Adjusting Divorce Agreements in Texas
Consult a Dallas Attorney for Modifications
Divorce agreements, at times, require adjustments post-finalization. For instance, you might have agreed on child support payments, only to face job loss soon after the divorce. Such situations necessitate seeking modifications to prevent financial strain.
Under the Texas Family Code, specific guidelines exist for modifying child support, whether due to a change in income or other significant life events.
When to Consider Child Support ModificationGeneral Guidelines:
- A three-year wait period is required from the last order (original or modified).

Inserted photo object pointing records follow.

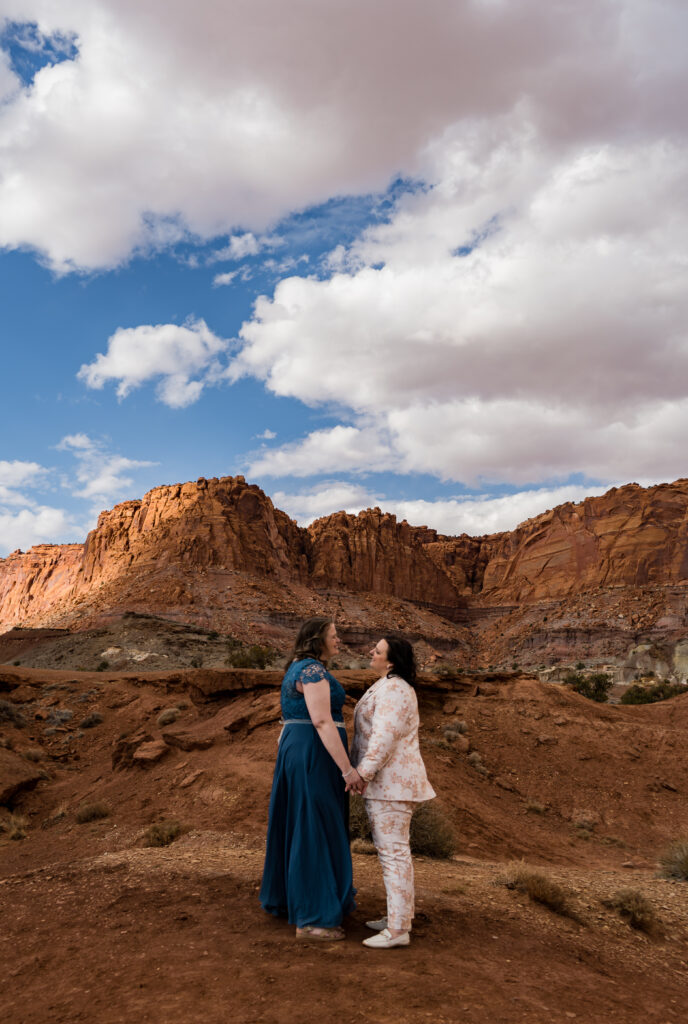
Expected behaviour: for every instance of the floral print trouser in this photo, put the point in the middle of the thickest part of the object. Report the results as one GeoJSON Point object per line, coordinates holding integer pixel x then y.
{"type": "Point", "coordinates": [390, 821]}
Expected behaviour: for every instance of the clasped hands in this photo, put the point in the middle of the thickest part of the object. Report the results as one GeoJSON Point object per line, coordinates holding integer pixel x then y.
{"type": "Point", "coordinates": [354, 783]}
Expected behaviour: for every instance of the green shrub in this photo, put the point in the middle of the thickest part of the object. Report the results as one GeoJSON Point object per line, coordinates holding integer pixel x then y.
{"type": "Point", "coordinates": [674, 861]}
{"type": "Point", "coordinates": [431, 833]}
{"type": "Point", "coordinates": [651, 694]}
{"type": "Point", "coordinates": [255, 656]}
{"type": "Point", "coordinates": [540, 888]}
{"type": "Point", "coordinates": [595, 687]}
{"type": "Point", "coordinates": [168, 716]}
{"type": "Point", "coordinates": [162, 834]}
{"type": "Point", "coordinates": [95, 718]}
{"type": "Point", "coordinates": [92, 812]}
{"type": "Point", "coordinates": [9, 713]}
{"type": "Point", "coordinates": [634, 908]}
{"type": "Point", "coordinates": [14, 825]}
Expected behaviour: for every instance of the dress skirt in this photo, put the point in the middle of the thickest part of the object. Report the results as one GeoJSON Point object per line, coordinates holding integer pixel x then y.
{"type": "Point", "coordinates": [307, 876]}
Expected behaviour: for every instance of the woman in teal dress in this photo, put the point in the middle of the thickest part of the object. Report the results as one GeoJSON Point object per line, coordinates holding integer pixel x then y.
{"type": "Point", "coordinates": [307, 877]}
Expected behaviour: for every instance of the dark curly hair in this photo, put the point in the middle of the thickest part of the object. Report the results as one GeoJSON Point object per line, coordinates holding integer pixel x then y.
{"type": "Point", "coordinates": [400, 653]}
{"type": "Point", "coordinates": [310, 639]}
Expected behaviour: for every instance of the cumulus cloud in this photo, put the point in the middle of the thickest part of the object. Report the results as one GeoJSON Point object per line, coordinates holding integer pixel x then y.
{"type": "Point", "coordinates": [330, 497]}
{"type": "Point", "coordinates": [38, 524]}
{"type": "Point", "coordinates": [331, 451]}
{"type": "Point", "coordinates": [182, 359]}
{"type": "Point", "coordinates": [475, 515]}
{"type": "Point", "coordinates": [292, 103]}
{"type": "Point", "coordinates": [101, 475]}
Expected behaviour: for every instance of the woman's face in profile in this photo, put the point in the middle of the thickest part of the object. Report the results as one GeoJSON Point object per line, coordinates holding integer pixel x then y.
{"type": "Point", "coordinates": [379, 657]}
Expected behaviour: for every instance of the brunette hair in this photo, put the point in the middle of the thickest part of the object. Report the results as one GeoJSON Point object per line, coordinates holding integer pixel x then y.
{"type": "Point", "coordinates": [400, 653]}
{"type": "Point", "coordinates": [310, 639]}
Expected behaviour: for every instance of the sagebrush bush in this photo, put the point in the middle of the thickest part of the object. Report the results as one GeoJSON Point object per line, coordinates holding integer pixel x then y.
{"type": "Point", "coordinates": [637, 694]}
{"type": "Point", "coordinates": [255, 656]}
{"type": "Point", "coordinates": [674, 861]}
{"type": "Point", "coordinates": [431, 833]}
{"type": "Point", "coordinates": [168, 716]}
{"type": "Point", "coordinates": [634, 908]}
{"type": "Point", "coordinates": [540, 888]}
{"type": "Point", "coordinates": [95, 718]}
{"type": "Point", "coordinates": [92, 812]}
{"type": "Point", "coordinates": [9, 713]}
{"type": "Point", "coordinates": [162, 834]}
{"type": "Point", "coordinates": [595, 687]}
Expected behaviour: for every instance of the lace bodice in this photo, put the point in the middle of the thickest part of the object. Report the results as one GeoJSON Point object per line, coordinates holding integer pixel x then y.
{"type": "Point", "coordinates": [306, 671]}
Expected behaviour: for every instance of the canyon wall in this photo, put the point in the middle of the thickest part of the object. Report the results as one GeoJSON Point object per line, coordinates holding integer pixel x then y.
{"type": "Point", "coordinates": [212, 545]}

- The new child support amount must differ by at least 20% or $100 from the current monthly amount.
If the above criteria don’t apply, modifications can still be pursued if a substantial change in circumstances is proven, such as:
- Job loss or significant pay increase.
- Unexpected medical expenses or costs.
- Reduction in salary.
- Changes in the child’s needs (educational, medical, etc.).
- Alterations in child custody arrangements.
- Relocation needs, impacting custody or visitation schedules
If you need to move out of state, you may need to modify your child custody or visitation schedule to accommodate for the distance.
Modifying a Divorce Decree: The Process
Informal arrangements with an ex-spouse are not legally binding for modifying divorce decrees. Legal modifications must be processed through the court, which holds jurisdiction over the decree and enforces its terms.
Evidence Requirement for Modifications
Courts require substantial evidence for granting modifications. Applicants must demonstrate the necessity of the change and its benefits for all involved parties.
Most modifications are the result of changed circumstances. For example, he or she must prove that the circumstances of one or both parents have materially and substantially changed since the time the order was made.
Typically, modifications stem from significant changes in circumstances. Proof is needed that either or both parents’ situations have materially and substantially altered since the original order.